1. YAZARLAR

  2. Roger Cohen

  3. Hamas ve Hizbullah’ı tanıma vakti
Roger Cohen

Roger Cohen

Yazarın Tüm Yazıları >

Hamas ve Hizbullah’ı tanıma vakti

10 Mart 2009 Salı 07:16A+A-

Londra’nın Hizbullah’la doğrudan kanal açma kararı ABD’ye ders olmalı. Yerleşik siyasi ve sosyal hareketlere dönüşen Hizbullah ve Hamas katılmazsa barış olmaz. Hamas’la İsrail’i tanımadan konuşmamaksa, çatışmayı sürdürmek için bir bahane. Bu tanıma süreç boyunca da gerçekleşebilir

ABD Dışişleri Bakanı Hillary Clinton Afganistan’a ilişkin bir konferansa İran’ı davet ederek manşetlere yerleşti, ama esas Ortadoğu haberleri geçen hafta Britanya’dan geldi. Britanya, Hizbullah’la ilgili tutumunu ‘gözden geçirdi’ ve Lübnan’daki militan grupla arasında doğrudan bir kanal açacak.

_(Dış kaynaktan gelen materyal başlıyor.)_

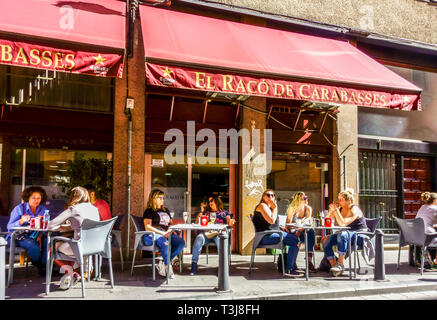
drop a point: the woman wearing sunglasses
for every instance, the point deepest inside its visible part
(222, 216)
(264, 218)
(157, 218)
(300, 210)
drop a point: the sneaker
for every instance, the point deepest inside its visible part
(311, 268)
(85, 274)
(294, 273)
(296, 268)
(76, 279)
(65, 282)
(337, 269)
(193, 268)
(161, 268)
(175, 262)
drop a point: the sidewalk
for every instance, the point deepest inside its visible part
(265, 282)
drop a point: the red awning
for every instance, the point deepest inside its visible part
(82, 22)
(194, 48)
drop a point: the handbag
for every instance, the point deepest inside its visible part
(281, 256)
(211, 234)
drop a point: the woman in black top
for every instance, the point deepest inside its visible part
(346, 215)
(264, 218)
(157, 219)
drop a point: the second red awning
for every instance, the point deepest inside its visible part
(98, 27)
(294, 66)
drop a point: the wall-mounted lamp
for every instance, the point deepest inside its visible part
(130, 102)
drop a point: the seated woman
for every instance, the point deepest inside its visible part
(157, 219)
(428, 211)
(346, 214)
(299, 209)
(264, 218)
(79, 208)
(32, 206)
(222, 217)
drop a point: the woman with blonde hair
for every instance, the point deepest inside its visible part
(346, 214)
(157, 218)
(264, 218)
(79, 208)
(299, 209)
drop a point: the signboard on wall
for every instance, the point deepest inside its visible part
(174, 200)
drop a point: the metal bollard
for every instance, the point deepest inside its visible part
(3, 244)
(379, 256)
(223, 276)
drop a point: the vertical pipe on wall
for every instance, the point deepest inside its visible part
(129, 177)
(23, 172)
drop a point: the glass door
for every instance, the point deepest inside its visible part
(187, 185)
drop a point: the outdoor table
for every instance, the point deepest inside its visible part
(11, 256)
(307, 227)
(222, 228)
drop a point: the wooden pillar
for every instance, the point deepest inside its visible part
(251, 186)
(347, 145)
(5, 179)
(133, 80)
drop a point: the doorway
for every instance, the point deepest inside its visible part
(186, 185)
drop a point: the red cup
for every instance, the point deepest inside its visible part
(203, 220)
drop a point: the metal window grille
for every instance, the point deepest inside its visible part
(378, 187)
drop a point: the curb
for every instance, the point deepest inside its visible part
(345, 293)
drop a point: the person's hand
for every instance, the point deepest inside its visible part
(24, 219)
(332, 206)
(324, 239)
(231, 222)
(203, 206)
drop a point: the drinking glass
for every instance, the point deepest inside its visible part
(212, 217)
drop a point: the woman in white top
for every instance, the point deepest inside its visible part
(428, 212)
(79, 208)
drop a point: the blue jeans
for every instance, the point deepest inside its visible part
(34, 250)
(341, 241)
(199, 242)
(311, 237)
(177, 245)
(289, 239)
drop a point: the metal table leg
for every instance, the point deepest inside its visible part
(223, 272)
(11, 259)
(48, 271)
(306, 255)
(350, 253)
(168, 257)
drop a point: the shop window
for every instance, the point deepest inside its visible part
(33, 87)
(46, 168)
(417, 179)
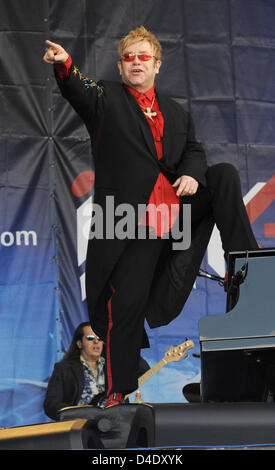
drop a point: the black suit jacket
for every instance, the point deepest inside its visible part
(126, 167)
(66, 385)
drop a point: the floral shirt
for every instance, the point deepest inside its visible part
(94, 383)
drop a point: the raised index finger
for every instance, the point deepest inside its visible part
(52, 44)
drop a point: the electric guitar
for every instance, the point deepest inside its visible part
(174, 354)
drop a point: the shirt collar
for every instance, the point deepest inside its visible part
(149, 94)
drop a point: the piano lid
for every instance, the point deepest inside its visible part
(251, 323)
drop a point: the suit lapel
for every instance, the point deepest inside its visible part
(166, 143)
(145, 128)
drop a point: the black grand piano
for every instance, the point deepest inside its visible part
(238, 347)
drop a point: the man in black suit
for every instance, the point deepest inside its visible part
(145, 153)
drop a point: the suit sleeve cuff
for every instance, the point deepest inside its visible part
(63, 70)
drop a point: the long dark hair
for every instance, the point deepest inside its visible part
(74, 352)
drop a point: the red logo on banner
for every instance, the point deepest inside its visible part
(260, 202)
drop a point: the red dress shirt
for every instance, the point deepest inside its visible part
(160, 222)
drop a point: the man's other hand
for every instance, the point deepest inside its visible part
(55, 54)
(186, 186)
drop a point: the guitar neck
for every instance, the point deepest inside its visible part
(149, 373)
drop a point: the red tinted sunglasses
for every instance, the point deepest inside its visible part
(129, 57)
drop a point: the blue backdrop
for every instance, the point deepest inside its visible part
(218, 63)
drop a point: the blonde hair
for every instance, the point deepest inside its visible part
(140, 34)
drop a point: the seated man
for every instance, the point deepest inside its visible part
(78, 379)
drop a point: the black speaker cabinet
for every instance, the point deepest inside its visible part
(74, 434)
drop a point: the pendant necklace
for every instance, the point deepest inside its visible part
(148, 111)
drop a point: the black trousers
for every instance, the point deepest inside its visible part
(123, 308)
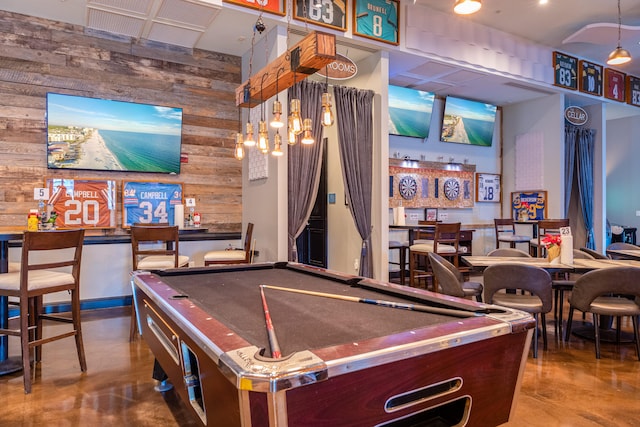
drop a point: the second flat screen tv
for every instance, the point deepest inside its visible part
(468, 122)
(104, 135)
(409, 112)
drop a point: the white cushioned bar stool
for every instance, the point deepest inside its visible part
(233, 256)
(50, 263)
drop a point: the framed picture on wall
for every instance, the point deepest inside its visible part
(145, 202)
(488, 187)
(377, 20)
(328, 13)
(529, 205)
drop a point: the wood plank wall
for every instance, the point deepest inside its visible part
(39, 56)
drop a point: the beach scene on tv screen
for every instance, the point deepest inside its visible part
(468, 122)
(409, 112)
(100, 134)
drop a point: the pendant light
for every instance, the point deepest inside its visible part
(619, 55)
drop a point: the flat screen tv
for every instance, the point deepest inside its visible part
(409, 112)
(104, 135)
(468, 122)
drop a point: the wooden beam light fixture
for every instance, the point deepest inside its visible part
(313, 52)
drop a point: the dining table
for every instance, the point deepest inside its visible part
(8, 364)
(580, 266)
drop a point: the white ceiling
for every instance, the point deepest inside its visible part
(584, 28)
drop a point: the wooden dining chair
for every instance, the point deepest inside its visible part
(450, 281)
(545, 226)
(506, 232)
(446, 239)
(233, 256)
(50, 263)
(154, 247)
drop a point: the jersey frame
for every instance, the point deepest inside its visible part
(382, 30)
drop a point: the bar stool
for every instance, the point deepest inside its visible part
(36, 278)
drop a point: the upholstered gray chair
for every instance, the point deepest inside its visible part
(594, 254)
(511, 252)
(559, 287)
(450, 281)
(622, 246)
(609, 292)
(537, 298)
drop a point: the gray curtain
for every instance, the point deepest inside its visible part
(579, 149)
(570, 132)
(354, 117)
(585, 150)
(304, 162)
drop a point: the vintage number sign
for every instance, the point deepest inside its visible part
(83, 203)
(565, 71)
(149, 202)
(590, 78)
(633, 91)
(614, 85)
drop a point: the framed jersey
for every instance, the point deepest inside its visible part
(83, 203)
(149, 202)
(377, 19)
(328, 13)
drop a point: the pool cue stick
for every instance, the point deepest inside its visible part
(391, 304)
(271, 333)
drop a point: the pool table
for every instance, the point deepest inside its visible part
(343, 363)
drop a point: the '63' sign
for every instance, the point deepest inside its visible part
(83, 203)
(149, 202)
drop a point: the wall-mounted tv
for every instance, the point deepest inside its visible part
(409, 112)
(468, 122)
(105, 135)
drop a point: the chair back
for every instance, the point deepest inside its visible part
(623, 246)
(519, 276)
(577, 253)
(67, 245)
(425, 233)
(446, 234)
(509, 252)
(504, 225)
(145, 240)
(448, 277)
(605, 281)
(594, 254)
(247, 242)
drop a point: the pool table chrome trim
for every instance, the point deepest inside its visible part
(240, 362)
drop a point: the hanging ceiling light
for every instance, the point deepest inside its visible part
(619, 55)
(238, 152)
(467, 7)
(307, 137)
(276, 123)
(277, 145)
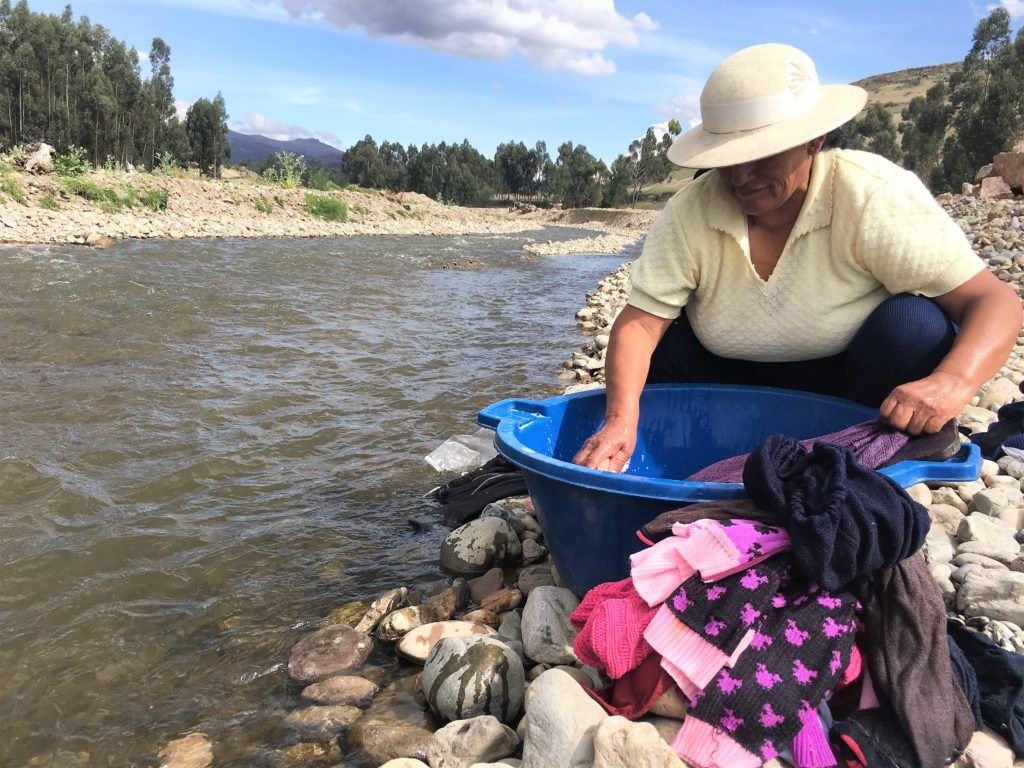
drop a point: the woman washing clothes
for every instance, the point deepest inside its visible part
(796, 266)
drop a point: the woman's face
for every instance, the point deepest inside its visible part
(766, 184)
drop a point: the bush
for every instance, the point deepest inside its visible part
(72, 164)
(13, 189)
(326, 208)
(107, 198)
(155, 199)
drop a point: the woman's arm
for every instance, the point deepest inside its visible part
(634, 337)
(989, 315)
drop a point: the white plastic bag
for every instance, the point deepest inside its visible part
(463, 453)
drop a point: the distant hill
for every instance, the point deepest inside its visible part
(895, 89)
(247, 146)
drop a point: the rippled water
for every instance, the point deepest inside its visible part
(205, 446)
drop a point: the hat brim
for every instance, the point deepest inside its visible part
(698, 148)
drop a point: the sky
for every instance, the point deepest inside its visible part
(592, 72)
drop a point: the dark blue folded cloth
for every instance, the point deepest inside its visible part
(844, 519)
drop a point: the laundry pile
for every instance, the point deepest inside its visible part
(801, 624)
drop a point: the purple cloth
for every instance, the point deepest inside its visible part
(871, 442)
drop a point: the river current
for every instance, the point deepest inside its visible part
(205, 446)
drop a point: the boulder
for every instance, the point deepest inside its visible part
(547, 634)
(1010, 166)
(342, 689)
(463, 742)
(386, 603)
(40, 159)
(994, 187)
(320, 723)
(466, 677)
(620, 743)
(418, 643)
(996, 594)
(193, 751)
(333, 650)
(480, 545)
(560, 723)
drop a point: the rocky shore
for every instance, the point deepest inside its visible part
(494, 678)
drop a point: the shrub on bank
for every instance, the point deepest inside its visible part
(72, 163)
(155, 199)
(329, 209)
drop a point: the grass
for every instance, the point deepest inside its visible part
(107, 198)
(12, 189)
(155, 199)
(329, 209)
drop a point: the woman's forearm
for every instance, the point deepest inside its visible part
(634, 337)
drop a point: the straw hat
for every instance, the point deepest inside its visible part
(760, 101)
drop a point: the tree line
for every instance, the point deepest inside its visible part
(72, 84)
(957, 126)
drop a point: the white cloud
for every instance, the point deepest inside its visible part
(564, 35)
(1015, 7)
(264, 126)
(684, 108)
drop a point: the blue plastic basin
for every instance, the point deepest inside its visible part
(590, 517)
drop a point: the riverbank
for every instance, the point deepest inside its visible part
(105, 206)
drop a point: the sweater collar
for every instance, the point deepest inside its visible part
(725, 214)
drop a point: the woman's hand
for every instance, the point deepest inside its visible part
(926, 404)
(610, 446)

ABD, Hamas’a olduğu gibi, Hizbullah’a da uzun zamandır yasaklanmış terörist bir örgüt muamelesi yapıyor. Bu dar bakış açısı, her iki örgütün artık yerleşik siyasi ve sosyal hareketlere dönüştüğü ve onların katılımının yokluğunda bölgesel bir barışın imkânsız olduğu gerçeğini görmezden geldi. Britanya Hizbullah’a karşı tutum belirlerken ABD’nin yanında yer aldı, ama artık hatasını gördü. Dışişleri sözcülerinden Bill Marston El Cezire televizyonuna şu açıklamada bulundu: “Hizbullah siyasi bir fenomen ve Lübnan’daki ulusal dokunun hayati bir parçası. Bunu kabul etmek zorundayız.” Şükürler olsun.


Araplar niye pragmatik olmasın?

Aynı şey kesinlikle Gazze’deki Hamas için de söylenebilir. Hamas siyasi bir fenomen ve ulusal dokunun parçası. Tek fark, Hizbullah’ın Lübnan hükümetinin içinde yer alması. Hamas ise Ocak 2006’da yapılan özgür ve adil seçimlerde galip geldi ve ardından, Ortadoğu demokrasisinin ancak doğru sonucu ürettiğinde demokrasi olduğunu keşfetti.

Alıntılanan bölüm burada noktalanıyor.